Strong argument for the Court to overturn the arbitral decision

As a result, after determining the necessity of the aforementioned documents, simply requesting the documents without explaining why, after reserving the matter for orders and following their internal deliberation, essentially equates to taking the materials without the parties’ knowledge. The emails from both tribunals are taken from the list above. As can be seen, there is not even the slightest hint as to why the items were required. When the parties are unaware of the reason for the opportunity, simply marking a copy of the mail to both parties does not constitute a grant of the opportunity.

The Tribunal’s (Arbitrator) use of data that was contested by one of the parties to draw a conclusion, the court observed, and the parties’ lack of chance to present their case meant that the party was unable to present its case. According to the court’s view, such an award could be thrown out. Because only the additional materials serve as the foundation for the award’s main reasoning, the mistake made by the Tribunal is thus obvious on the face of the record, significant, and fundamental in this instance. It is therefore a strong argument for the Court to overturn the arbitral decision.

As the order of the learned Single Judge sets aside both awards, we do not see any error in it at all, and the question is therefore answered as such.

Appellants on a daily basis while it is engaged for CMRL

The appellant had contended that being “unable to present the argument” is distinct from “merely not offering an opportunity to respond.” According to the argument, the tribunal (Arbitrator) only issued the award 53 days after requesting the records, and during that period, CMRL made no objections and kept quiet. Additionally, it was claimed that the tribunal did not rely on any new documents and was merely asked to install a piece of software that the parties had been using to analyse the data entered by the appellants on a daily basis while it is engaged for CMRL.

audi altarem partem principle

The tribunal (Arbitrator) issued orders after determining that some reasons for the work’s execution delays were factually accurate and others weren’t. On the other side, CMRL questioned the tribunal’s request for records from one party after reserving the subject for orders and failing to specify its justification. It argued that if new evidence needed to be reviewed, the tribunal should have reopened the case and marked the document through witnesses or as Court records, giving CMRL a chance to voice objections. As a result, it was argued that the audi altarem partem principle was not upheld.

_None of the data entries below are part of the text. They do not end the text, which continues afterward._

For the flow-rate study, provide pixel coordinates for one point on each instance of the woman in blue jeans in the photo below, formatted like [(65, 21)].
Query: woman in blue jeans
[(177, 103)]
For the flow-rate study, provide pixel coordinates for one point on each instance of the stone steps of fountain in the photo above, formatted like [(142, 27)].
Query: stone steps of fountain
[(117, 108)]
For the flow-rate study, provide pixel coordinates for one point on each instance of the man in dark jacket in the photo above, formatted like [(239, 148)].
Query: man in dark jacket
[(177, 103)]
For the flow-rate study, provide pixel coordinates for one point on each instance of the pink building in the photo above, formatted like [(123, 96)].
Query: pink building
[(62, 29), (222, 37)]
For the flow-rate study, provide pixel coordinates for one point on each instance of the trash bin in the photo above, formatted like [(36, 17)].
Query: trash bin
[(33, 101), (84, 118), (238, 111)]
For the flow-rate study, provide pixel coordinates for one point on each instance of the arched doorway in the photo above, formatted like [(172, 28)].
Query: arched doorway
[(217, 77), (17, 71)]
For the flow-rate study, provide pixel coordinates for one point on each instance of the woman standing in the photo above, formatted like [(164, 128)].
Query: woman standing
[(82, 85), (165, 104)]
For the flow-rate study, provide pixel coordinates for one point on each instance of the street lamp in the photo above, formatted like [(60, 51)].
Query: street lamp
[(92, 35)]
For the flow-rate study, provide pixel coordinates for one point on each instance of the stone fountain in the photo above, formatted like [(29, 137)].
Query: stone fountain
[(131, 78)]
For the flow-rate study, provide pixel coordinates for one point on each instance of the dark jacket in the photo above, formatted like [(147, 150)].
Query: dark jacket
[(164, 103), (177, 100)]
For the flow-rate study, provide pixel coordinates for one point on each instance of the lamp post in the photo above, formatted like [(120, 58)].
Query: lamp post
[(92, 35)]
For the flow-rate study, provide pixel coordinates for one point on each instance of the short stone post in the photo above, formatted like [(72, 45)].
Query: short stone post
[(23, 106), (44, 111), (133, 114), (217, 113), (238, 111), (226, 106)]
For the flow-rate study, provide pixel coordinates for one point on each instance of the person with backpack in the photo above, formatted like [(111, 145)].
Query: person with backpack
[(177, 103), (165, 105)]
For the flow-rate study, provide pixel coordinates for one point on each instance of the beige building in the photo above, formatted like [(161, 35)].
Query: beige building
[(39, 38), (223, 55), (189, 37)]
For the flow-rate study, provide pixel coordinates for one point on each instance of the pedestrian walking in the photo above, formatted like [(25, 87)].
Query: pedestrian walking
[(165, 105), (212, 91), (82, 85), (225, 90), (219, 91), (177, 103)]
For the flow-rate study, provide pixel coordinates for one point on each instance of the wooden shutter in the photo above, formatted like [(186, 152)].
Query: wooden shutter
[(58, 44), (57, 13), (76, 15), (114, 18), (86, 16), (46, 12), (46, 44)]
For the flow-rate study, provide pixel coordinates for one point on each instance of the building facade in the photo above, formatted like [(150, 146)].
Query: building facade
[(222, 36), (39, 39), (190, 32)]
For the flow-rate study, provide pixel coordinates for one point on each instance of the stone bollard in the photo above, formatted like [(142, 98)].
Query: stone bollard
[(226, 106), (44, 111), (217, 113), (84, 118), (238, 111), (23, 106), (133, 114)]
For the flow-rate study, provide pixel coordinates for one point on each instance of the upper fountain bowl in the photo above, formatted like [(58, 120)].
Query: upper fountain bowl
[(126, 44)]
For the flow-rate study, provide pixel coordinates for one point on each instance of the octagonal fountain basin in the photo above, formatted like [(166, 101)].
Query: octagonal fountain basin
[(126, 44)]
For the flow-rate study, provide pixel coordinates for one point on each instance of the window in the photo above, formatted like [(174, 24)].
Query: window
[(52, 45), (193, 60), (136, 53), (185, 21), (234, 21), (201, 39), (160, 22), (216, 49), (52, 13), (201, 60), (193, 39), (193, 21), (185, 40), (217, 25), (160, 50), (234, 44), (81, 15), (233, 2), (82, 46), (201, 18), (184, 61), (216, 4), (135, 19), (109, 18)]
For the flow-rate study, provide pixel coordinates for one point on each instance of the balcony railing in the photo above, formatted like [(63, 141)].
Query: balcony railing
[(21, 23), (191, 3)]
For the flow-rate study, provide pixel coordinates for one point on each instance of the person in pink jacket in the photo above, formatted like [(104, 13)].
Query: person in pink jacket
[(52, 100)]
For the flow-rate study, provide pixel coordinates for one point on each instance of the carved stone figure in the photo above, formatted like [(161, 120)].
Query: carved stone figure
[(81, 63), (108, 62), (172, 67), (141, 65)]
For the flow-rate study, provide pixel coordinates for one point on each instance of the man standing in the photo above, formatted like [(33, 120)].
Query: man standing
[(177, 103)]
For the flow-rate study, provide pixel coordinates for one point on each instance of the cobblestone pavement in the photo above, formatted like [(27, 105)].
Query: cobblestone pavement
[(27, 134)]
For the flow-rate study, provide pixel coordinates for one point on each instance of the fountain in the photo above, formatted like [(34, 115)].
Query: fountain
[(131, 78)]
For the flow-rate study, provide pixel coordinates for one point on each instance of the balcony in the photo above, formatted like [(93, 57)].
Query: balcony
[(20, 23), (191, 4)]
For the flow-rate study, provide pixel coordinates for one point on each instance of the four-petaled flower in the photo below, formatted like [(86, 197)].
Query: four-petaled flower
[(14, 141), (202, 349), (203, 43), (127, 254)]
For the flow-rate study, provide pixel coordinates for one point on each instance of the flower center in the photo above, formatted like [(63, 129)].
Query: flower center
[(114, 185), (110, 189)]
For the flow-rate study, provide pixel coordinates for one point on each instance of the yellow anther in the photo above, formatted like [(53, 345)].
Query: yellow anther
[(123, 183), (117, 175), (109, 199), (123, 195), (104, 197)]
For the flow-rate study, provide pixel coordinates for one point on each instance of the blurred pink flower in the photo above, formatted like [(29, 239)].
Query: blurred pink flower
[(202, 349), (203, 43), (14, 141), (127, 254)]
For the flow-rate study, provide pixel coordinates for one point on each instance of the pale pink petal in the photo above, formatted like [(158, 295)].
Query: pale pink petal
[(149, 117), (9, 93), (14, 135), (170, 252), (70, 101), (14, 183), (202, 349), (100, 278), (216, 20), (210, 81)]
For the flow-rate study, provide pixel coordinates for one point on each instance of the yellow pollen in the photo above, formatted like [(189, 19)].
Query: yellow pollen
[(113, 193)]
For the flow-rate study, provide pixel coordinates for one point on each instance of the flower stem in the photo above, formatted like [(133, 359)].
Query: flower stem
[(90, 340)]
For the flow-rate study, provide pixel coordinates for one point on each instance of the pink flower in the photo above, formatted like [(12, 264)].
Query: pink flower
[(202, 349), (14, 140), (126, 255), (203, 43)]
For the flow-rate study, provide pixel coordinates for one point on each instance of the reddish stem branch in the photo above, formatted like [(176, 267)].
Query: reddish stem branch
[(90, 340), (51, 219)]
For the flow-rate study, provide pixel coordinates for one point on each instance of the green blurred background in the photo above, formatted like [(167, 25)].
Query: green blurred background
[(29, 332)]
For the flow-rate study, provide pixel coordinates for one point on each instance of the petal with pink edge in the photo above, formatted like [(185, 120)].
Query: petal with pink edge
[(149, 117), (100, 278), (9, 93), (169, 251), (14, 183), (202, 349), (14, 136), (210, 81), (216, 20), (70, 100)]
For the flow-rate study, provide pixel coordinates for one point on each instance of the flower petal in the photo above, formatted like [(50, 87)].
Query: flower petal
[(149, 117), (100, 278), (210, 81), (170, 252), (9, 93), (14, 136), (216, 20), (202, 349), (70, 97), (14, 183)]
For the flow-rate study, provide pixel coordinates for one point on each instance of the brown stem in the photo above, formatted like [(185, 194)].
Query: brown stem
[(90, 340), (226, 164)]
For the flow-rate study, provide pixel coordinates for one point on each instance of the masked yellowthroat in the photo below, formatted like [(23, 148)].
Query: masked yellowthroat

The tribunal (Arbitrator) was required to provide the parties a chance to speak when it opted to depart from the predetermined process for considering the case and use its own expertise to conduct a technical evaluation, the court noted.

M/s Transtonnelstroy-Afcons (JV) v. M/s. Chennai Metro Rail Ltd

The panel’s decision to remand the case back to it for further consideration was also rejected by the court because the tribunal (Arbitrator) was still deliberating over other claims. The court determined that the Supreme Court’s decision in Kinnari Mullick and Others v. Ghanshyam Das Damani clearly established that an exercise of remand can only be used in cases where only a written application is made in accordance with Section 34(4) of the Arbitration Act without setting aside the award. The award was previously thrown out in the current case, thus the parties were free to start de novo proceedings according to the rules of law. M/s Transtonnelstroy-Afcons (JV) v. M/s. Chennai Metro Rail Ltd.